Zimbabwean’s endless temporary permit renewal nightmare
In eight years Althea Roberts has had 21 extensions to her asylum seeker permit
Althea Jacqueline Roberts from Zimbabwe first applied for asylum in South Africa in 2009. Although her papers have been continuously renewed, in all these years she has never been given permission to remain in the country for longer than eight months; mostly she gets three month renewals. On 1 November, she was given only one month.
She has had 21 extensions. Each time she has to go in person to the Home Affairs office on the Foreshore, Cape Town, sometimes queuing for most of the day.
She said it took her five weeks to renew her papers last year. Home Affairs officials said something was wrong with the computer. She lost a lot of time and money continuously returning to check if the computers were back up again.

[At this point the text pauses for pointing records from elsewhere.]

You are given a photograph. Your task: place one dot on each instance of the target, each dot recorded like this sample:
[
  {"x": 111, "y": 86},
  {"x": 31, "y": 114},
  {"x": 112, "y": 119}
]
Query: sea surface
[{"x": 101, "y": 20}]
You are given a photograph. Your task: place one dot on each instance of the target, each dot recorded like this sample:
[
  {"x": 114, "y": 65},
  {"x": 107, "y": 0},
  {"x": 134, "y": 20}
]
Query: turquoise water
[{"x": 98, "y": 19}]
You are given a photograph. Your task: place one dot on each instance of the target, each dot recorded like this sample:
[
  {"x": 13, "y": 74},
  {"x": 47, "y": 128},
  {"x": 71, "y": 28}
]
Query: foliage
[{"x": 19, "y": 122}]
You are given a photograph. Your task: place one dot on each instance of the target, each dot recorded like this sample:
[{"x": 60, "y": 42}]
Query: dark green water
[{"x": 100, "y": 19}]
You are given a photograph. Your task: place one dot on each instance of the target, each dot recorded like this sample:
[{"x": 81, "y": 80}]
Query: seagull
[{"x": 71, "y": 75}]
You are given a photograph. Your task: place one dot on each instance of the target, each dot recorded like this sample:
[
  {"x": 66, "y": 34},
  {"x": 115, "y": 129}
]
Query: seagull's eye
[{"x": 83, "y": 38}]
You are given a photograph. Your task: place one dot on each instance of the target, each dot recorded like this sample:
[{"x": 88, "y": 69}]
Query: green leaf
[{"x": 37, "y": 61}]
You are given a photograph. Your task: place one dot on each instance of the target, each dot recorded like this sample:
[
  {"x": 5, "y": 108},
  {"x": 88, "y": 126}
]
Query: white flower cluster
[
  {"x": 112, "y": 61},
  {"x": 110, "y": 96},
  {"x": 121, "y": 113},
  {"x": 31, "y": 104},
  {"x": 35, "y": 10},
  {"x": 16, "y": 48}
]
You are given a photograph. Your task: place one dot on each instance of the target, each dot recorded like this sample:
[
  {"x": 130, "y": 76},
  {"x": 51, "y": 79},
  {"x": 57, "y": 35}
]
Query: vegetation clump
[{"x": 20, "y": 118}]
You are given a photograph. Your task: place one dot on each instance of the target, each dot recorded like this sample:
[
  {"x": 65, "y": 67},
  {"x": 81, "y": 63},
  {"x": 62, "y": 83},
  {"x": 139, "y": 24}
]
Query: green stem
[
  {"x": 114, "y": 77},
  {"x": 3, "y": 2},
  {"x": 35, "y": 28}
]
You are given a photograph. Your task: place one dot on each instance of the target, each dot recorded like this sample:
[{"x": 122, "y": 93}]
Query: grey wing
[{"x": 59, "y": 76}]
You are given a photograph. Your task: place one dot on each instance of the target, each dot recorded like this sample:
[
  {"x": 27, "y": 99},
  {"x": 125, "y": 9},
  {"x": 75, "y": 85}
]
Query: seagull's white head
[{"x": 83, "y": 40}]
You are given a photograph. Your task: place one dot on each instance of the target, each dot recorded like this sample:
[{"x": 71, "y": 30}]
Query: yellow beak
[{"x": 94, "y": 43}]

Her current asylum document states: “To be booked for appeal hearing”. She has been waiting for the appeal hearing for five years.
Roberts, who is 48, grew up in Bulawayo. She says she ran away from an abusive husband. “He broke my ribs. He also ran me over with a car and threatened me to never tell a soul. The police refused to open a case and embarrassed me. If I had hid in other cities, he would have found me easily. That it’s why I escaped with my three children.”
Her children all live in South Africa. They are 20, 29 and 30 years of age.
She told GroundUp about many problems her temporary papers have caused. Eight months after Roberts opened a bank account with FNB, it was closed. She lost her residential lease in Mowbray and ended up in a shelter. She now lives in a room she shares with a Tanzanian woman in Joe Slovo.
“In Sea Point they laid me off. I had a lovely office job – great salary, medical aid and allowances … After I lost my last job, I used all the savings and ended up in a shelter again. It’s a horrible pattern, being in and out of a job because the [asylum documentation] is unstable. Employers want a valid document.”
To make a living, she does any work she can – cleaning toilets, doing laundry for other residents. She is sometimes paid only R50 a day.
Her youngest child was studying Public Relations and Management at Cape Peninsula University of Technology. She says she owes the university about R25,000.
Anthony Muteti of Voice of Africans for Change said, “There is no justification for such inefficiency. The fact that she has had to wait for about ten years means such an administrative indecision is neither fair nor procedurally correct. This has adversely affected her livelihoods and security as well.”
Home Affairs spokesperson David Hlabane said Home Affairs apologises profusely to Roberts. The department is still waiting for feedback from the appeal board, he said.